Dating Games: Beware relationship by proxy

Texting is a form of game-playing, plain and simple. It’s no way to date.

311_dating cartoon (photo credit: Courtesy)
311_dating cartoon
(photo credit: Courtesy)
Texting has become the bane of my existence. I understand its convenience, I get how it can be a subtle form of communication, and I can’t imagine not having the option to use it. But… when it comes to dating, we need to revert to the “prehistoric” era of phone calls and answering machines.
Guys: If you want to send a woman a signal that you’re interested, simply pick up the phone and call her. Texting her “hey, wazzup?” or “ma koreh?” is not going to send that same, clear message. The problem is, I think, that guys are hedging their bets – in case the woman is not interested, they can claim it was a just a friendly text, whereas a phone call’s intent is more obvious.
“S” has a good friend named Nir who is a tall, handsome, smart and funny guy. Did I mention he’s a doctor? Sounds like a great catch, right? I thought so, until I saw the way he handled dating possibilities, actually using texting as his proxy.
Nir meets girls often and easily, but drops the ball soon after – and now I no longer wonder why. The one consistent thread? He communicates solely via text: testing the waters, checking the calendar, finalizing plans, even sending a post-date wrap-up message.
When “S” and I met Nir at a really trendy Tel Aviv restaurant, throughout the entire dinner Nir was flipping his phone open and closed while his thumbs furiously punched the alphanumeric keys. Whenever the phone vibrated and sent reverberations across the table, I would watch as his eyes and the LED screen lit up simultaneously. He was addicted – but, I think, more addicted to the chase via text than to the lady on the other end.
Nir said that when he did call this woman, she wouldn’t answer but would instead text him. I told Nir she was playing games and was probably not really into him, or was already dating someone else. So when Nir asked my advice on how to respond to a specific text that left him befuddled, my answer was: Call her.
He made up excuses right and left; my bottom line remained that he should avoid further miscommunication by speaking to this woman directly.

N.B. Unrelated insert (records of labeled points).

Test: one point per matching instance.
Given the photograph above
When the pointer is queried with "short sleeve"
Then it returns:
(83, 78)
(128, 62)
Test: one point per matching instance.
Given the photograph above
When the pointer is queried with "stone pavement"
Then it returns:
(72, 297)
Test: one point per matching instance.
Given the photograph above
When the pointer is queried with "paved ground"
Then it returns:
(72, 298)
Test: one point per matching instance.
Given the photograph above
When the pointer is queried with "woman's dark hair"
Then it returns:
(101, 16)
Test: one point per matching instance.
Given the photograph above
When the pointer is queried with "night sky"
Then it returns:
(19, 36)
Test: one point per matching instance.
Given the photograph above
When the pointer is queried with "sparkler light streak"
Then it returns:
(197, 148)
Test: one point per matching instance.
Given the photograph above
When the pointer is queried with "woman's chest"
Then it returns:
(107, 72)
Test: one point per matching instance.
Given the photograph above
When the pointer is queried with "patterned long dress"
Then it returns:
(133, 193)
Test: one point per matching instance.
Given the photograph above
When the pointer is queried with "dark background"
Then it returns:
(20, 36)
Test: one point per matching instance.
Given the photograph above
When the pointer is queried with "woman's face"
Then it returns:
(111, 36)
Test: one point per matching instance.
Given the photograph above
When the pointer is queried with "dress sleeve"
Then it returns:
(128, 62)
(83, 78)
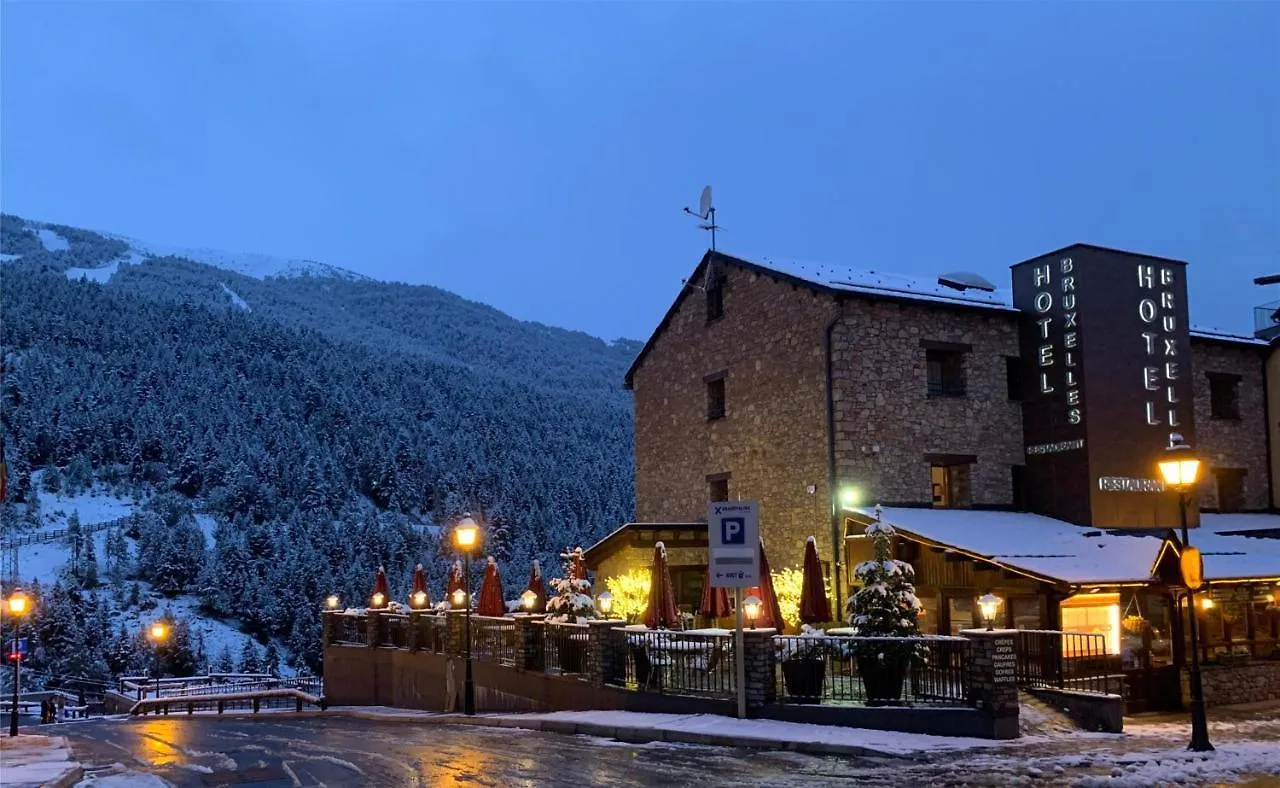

But he continued to wonder how to “translate” her message, and about what kind of idiosyncratic subtext he could formulate as a reply.
 I kept trying to impress upon Nir why a phone call would clear up the confusion, and save him time and energy as well. But no matter what I said, or how much I insisted, Nir was relentless in his support of texting.
Was he afraid of rejection, or did he lack confidence in his speech? Maybe he simply wasn’t that interested or intrigued enough by the woman to make the effort to call; maybe he didn’t really want the relationship to come to fruition.
Each of these possibilities is realistic and universal. But they’re the same anxieties singles have had for all eternity, and resorting to text messages is not the solution. Texting is a form of game-playing, plain and simple.
The amount of miscommunication that can result from 160 characters on a oneand- a-half-square-inch screen sent via the Short Message Service (SMS) gateway is infinite. To top it off, the amount of time it takes to type the message, abbreviating certain words and phrases to use fewer characters and keep to one screen, and yet still be smooth and charming, is dumbfounding. You could have a full-length phone conversation in that time and accomplish a lot more – if you simply had the guts to dial a phone number.
People have come to depend on the time-lapse between texts so they can create the best response and not accidentally stick their feet in their mouths. Understandable, but not quite as much fun as laughing over the faux pas together.
The simple fact is that men and women both will always, always, always prefer a phone call. If he or she doesn’t answer, leave a message (or, if you’re in Israel, hang up before the voicemail picks up so you’re not charged for the call, and hope the other person checks their caller ID and returns the phone call). If you don’t receive a call back, don’t waste your time by following up with a text. Cut your losses and move on.
If someone wants to talk to you, he or she will contact you. He’s Just Not That Into You isn’t just a best-selling book or movie with a star-studded cast, it’s also a tried-and-true philosophy. If someone is into you and likes you and wants to get to know you better, he or she will most definitely call, answer your call, or return your call.
If someone is not exactly interested in you but doesn’t have anything else going on, he or she will send a halfhearted text.
If someone is plain and simple not feeling you, you’ll never hear from him or her again.
Conclusion: If you eliminate texting as a proxy and get into some real communication, the signals will be that much clearer.